ClickhouseHighNetworkTraffic #
Network traffic is unusually high, may affect cluster performance.
Alert Rule
alert: ClickhouseHighNetworkTraffic
annotations:
description: |-
Network traffic is unusually high, may affect cluster performance.
VALUE = {{ $value }}
LABELS = {{ $labels }}
runbook: https://srerun.github.io/prometheus-alerts/runbooks/clickhouse-internal/clickhousehighnetworktraffic/
summary: ClickHouse High Network Traffic (instance {{ $labels.instance }})
expr: ClickHouseMetrics_NetworkSend > 250 or ClickHouseMetrics_NetworkReceive > 250
for: 5m
labels:
severity: warning
Meaning #
The ClickhouseHighNetworkTraffic alert is triggered when the ClickHouse instance is experiencing unusually high network traffic, with either the send or receive rates exceeding 250 bytes per second. This alert indicates a potential performance issue that may impact the overall cluster performance.
Impact #
If left unaddressed, high network traffic can lead to:
- Slow query performance
- Increased latency
- Decreased cluster responsiveness
- Potential out-of-memory errors
- Impaired data ingestion and processing capabilities
Diagnosis #
To diagnose the root cause of the high network traffic, perform the following steps:
- Check ClickHouse logs: Review the ClickHouse logs to identify any errors, warnings, or unusual patterns that may be contributing to the high network traffic.
- Analyze query patterns: Use the ClickHouse query log to identify any resource-intensive or long-running queries that may be causing the high network traffic.
- Investigate data ingestion: Check the data ingestion pipeline to ensure that it is functioning correctly and not overwhelming the ClickHouse instance with high volumes of data.
- Verify network configuration: Confirm that the network configuration is correctly set up and not causing any bottlenecks or connectivity issues.

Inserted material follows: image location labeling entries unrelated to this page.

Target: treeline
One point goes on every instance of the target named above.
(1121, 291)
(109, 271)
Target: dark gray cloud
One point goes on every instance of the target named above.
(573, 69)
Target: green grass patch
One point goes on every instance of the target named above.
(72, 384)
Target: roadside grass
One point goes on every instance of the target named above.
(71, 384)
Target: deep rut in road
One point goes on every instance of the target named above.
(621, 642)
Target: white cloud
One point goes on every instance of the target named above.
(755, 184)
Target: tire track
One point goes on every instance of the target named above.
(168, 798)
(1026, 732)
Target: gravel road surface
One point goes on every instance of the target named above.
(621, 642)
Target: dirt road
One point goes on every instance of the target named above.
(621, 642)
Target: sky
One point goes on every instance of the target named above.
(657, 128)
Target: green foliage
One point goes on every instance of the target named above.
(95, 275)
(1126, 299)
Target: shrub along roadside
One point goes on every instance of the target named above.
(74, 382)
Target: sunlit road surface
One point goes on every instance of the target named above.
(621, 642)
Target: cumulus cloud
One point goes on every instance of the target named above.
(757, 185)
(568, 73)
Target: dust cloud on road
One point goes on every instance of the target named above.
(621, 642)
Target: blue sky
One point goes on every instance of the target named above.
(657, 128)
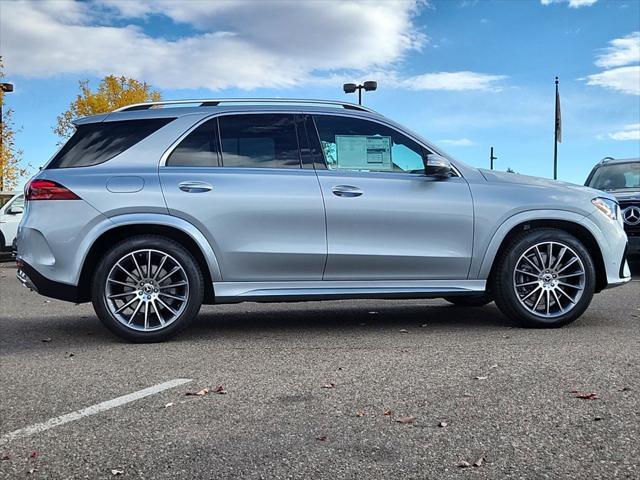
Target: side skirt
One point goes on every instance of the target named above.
(236, 292)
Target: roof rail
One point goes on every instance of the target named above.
(214, 102)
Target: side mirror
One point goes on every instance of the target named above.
(15, 210)
(437, 166)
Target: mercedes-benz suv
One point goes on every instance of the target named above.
(621, 178)
(156, 208)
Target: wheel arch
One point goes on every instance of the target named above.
(171, 227)
(574, 226)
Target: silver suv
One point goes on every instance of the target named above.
(156, 208)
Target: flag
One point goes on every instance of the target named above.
(558, 115)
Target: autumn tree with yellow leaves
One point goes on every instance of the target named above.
(11, 169)
(112, 93)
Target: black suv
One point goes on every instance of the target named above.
(621, 177)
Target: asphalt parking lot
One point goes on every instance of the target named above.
(350, 389)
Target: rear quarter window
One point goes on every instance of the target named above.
(95, 143)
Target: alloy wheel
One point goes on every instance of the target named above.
(147, 290)
(549, 279)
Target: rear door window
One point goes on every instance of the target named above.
(259, 141)
(95, 143)
(198, 149)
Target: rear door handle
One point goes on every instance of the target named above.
(346, 191)
(194, 187)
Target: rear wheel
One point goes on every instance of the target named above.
(147, 288)
(545, 278)
(470, 300)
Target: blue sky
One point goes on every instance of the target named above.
(465, 74)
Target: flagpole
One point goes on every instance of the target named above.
(555, 138)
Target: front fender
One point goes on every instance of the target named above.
(481, 266)
(153, 219)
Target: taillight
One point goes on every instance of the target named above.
(47, 190)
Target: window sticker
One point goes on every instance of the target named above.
(363, 152)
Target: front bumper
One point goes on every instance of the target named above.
(634, 246)
(31, 279)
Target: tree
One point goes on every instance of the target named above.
(113, 92)
(11, 169)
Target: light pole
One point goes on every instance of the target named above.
(369, 86)
(6, 88)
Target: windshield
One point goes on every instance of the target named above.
(616, 176)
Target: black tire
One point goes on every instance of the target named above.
(470, 300)
(164, 245)
(504, 290)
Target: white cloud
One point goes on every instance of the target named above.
(623, 51)
(238, 44)
(572, 3)
(460, 142)
(622, 79)
(617, 59)
(455, 81)
(242, 44)
(628, 132)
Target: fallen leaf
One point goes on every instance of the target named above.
(405, 420)
(199, 393)
(587, 396)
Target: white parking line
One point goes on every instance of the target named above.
(92, 410)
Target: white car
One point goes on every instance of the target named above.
(10, 216)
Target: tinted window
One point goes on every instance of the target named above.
(267, 140)
(96, 143)
(616, 176)
(356, 144)
(198, 149)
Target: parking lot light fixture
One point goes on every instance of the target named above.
(368, 86)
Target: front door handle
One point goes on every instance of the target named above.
(346, 191)
(194, 187)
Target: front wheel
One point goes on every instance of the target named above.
(545, 278)
(147, 288)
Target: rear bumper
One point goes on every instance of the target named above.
(30, 278)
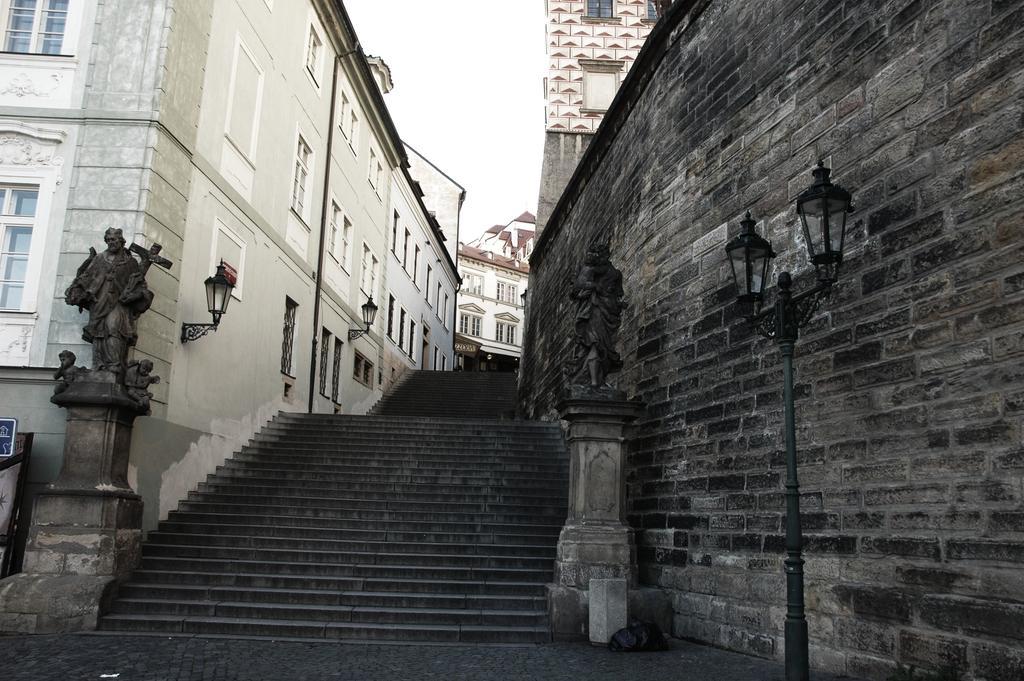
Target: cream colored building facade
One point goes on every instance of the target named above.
(207, 127)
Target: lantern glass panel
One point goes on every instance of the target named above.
(837, 223)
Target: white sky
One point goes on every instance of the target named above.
(468, 93)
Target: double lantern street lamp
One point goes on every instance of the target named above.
(218, 294)
(822, 209)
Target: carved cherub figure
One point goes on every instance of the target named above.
(67, 372)
(137, 382)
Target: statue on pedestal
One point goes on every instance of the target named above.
(598, 296)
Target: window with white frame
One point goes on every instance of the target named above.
(300, 182)
(36, 27)
(348, 121)
(314, 54)
(602, 8)
(371, 265)
(507, 292)
(473, 284)
(17, 212)
(333, 232)
(470, 325)
(375, 171)
(600, 82)
(244, 102)
(339, 242)
(505, 333)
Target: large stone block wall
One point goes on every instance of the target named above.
(910, 378)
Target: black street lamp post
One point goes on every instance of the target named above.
(822, 209)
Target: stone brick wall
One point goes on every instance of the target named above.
(910, 381)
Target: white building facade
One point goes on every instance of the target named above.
(495, 274)
(249, 131)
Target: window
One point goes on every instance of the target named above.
(604, 8)
(36, 27)
(363, 370)
(325, 353)
(600, 82)
(469, 325)
(348, 121)
(332, 245)
(303, 156)
(17, 206)
(289, 336)
(505, 333)
(394, 233)
(244, 104)
(346, 243)
(314, 52)
(370, 270)
(473, 284)
(375, 172)
(336, 374)
(507, 292)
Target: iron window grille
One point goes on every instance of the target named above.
(336, 375)
(289, 336)
(325, 350)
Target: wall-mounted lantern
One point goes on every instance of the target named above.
(369, 314)
(218, 295)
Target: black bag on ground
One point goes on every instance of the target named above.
(638, 637)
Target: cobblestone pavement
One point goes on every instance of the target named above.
(75, 657)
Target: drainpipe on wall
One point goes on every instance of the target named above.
(324, 218)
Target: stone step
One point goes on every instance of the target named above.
(373, 493)
(515, 537)
(326, 511)
(404, 464)
(153, 591)
(283, 629)
(161, 538)
(334, 583)
(397, 473)
(271, 496)
(392, 557)
(425, 526)
(345, 569)
(306, 612)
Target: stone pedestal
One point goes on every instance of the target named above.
(86, 526)
(596, 543)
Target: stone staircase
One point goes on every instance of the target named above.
(384, 527)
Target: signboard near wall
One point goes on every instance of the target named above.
(13, 472)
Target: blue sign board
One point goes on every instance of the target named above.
(8, 431)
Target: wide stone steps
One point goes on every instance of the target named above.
(394, 527)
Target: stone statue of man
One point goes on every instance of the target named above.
(598, 296)
(112, 286)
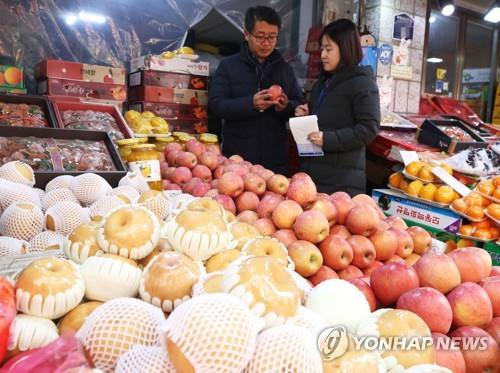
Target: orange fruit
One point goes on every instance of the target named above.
(13, 75)
(395, 179)
(475, 212)
(444, 194)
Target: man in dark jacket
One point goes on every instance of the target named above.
(254, 121)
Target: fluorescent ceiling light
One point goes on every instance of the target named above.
(493, 14)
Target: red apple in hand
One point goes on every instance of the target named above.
(275, 91)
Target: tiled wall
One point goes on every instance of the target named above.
(379, 19)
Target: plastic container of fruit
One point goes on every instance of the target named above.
(467, 216)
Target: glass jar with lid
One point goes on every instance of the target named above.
(146, 159)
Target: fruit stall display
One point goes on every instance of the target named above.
(231, 268)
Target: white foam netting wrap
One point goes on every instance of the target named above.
(56, 196)
(127, 191)
(115, 326)
(286, 348)
(63, 181)
(214, 332)
(89, 188)
(18, 172)
(65, 216)
(136, 180)
(141, 359)
(11, 246)
(21, 220)
(11, 192)
(46, 240)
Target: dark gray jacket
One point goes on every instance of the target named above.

- Check for resource shortages: Verify that the ClickHouse instance has sufficient resources (CPU, memory, disk space) to handle the current workload.
Mitigation #
To mitigate the high network traffic, perform the following steps:
- Optimize queries: Optimize resource-intensive queries to reduce their impact on the network traffic.
- Implement query throttling: Throttle queries to prevent excessive resource usage and reduce network traffic.
- Adjust data ingestion rates: Adjust the data ingestion rate to prevent overwhelming the ClickHouse instance with high volumes of data.
- Upgrade instance resources: Consider upgrading the ClickHouse instance resources (CPU, memory, disk space) to better handle the current workload.
- Implement traffic shaping: Consider implementing traffic shaping or quality of service (QoS) policies to prioritize critical traffic and reduce the impact of high network traffic.